Its dialogue is expressive, and just right (“I’m not a can of corn, getting dusty waiting for you to take me down off the shelf,” Dot tells a married, would-be paramour, while Duane verbally backhands Webb by saying, “I don’t live in a world of maybe, I live in Texas”). Certainly everything about its below-the-line production is well done, and of a piece. Andrew Kenny’s music is moody and low-key, while Claire White’s production design and costume designer Rachel Marie Jones’ work are deceptively simple evocations of Southwestern lower-middle-class environs. Cinematographer Andrew Lilien really shoots a smart film, too, with expressive but not overly showy framing choices and a nice use of soft and natural light.

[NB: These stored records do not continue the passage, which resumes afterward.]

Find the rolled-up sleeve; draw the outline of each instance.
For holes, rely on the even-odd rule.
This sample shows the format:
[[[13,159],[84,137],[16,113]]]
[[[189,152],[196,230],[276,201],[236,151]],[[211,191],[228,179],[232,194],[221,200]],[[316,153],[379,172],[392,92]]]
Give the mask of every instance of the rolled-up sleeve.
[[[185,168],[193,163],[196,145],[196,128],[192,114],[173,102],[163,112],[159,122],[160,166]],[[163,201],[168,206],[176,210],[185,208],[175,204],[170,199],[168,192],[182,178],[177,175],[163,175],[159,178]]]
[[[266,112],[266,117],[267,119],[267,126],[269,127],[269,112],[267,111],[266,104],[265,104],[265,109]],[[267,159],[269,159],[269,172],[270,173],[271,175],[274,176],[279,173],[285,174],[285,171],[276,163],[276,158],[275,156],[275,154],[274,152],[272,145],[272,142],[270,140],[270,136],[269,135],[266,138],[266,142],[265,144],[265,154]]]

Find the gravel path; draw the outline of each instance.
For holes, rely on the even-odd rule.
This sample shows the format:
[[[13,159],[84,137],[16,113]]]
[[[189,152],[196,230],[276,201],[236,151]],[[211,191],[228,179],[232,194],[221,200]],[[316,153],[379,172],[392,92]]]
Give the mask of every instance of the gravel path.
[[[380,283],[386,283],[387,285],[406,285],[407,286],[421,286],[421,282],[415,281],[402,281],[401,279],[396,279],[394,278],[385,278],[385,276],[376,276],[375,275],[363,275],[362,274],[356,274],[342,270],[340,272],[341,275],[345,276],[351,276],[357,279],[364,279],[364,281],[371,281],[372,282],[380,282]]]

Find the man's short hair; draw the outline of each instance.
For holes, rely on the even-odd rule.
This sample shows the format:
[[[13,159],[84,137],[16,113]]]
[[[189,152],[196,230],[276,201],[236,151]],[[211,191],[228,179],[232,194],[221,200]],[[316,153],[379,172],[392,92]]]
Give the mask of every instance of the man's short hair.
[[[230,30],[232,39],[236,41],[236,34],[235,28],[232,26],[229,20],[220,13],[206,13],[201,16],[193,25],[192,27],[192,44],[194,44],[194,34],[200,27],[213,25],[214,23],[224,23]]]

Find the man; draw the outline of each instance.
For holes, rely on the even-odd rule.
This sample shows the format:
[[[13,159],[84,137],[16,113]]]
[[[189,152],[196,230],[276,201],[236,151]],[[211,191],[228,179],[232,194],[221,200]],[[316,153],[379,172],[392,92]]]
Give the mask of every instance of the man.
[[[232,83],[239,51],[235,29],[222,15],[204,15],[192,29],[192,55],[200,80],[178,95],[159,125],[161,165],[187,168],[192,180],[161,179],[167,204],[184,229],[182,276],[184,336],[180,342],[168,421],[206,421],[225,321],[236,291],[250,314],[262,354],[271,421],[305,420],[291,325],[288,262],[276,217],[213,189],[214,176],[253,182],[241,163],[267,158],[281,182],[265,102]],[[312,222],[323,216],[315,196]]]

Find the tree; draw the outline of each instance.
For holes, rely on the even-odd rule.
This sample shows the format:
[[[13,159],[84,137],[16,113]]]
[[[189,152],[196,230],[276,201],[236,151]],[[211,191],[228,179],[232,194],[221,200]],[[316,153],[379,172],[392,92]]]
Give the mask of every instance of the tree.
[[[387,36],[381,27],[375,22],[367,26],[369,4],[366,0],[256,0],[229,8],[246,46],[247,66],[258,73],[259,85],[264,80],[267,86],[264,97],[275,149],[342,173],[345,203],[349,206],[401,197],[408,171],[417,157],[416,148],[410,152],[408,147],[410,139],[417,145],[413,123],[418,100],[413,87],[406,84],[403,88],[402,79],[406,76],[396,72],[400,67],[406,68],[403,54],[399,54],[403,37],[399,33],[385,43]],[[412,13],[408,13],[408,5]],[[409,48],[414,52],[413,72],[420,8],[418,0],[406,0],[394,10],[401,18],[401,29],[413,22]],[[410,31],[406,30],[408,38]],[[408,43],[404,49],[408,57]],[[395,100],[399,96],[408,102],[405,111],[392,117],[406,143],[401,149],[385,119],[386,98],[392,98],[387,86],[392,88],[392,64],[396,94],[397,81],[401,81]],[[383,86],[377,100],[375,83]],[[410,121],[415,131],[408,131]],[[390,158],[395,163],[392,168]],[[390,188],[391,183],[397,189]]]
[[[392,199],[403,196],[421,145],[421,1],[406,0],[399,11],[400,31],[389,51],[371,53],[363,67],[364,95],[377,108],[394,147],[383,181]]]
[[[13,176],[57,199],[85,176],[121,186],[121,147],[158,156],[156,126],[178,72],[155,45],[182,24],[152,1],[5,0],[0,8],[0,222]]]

Where “Two Step” most connects, though, is in its performances. Hebert, who could probably pass for Barry Pepper’s stunt double, is rather wonderfully scummy as Webb, but he doesn’t take the bait of a lesser actor and overplay his character’s loathsomeness; instead, his actions flow recognizably from a place of wounded psychology. Similarly, Moore is sensitive and restrained, and Broderick is just fantastic, occupying a uniquely lived-in yet charismatic space. Together they and the other actors give “Two Step” a sense of deeply rooted authenticity. If there’s an additional strike against Johnson’s movie, it’s just that it winds up somewhat on its back foot, with a self-consciously arty conclusion. Still, this is a fine little film, definitely worthy of seeking out.
NOTE: “Two Step” opens in New York City at Village East Cinemas, and in Los Angeles at Arena Cinemas.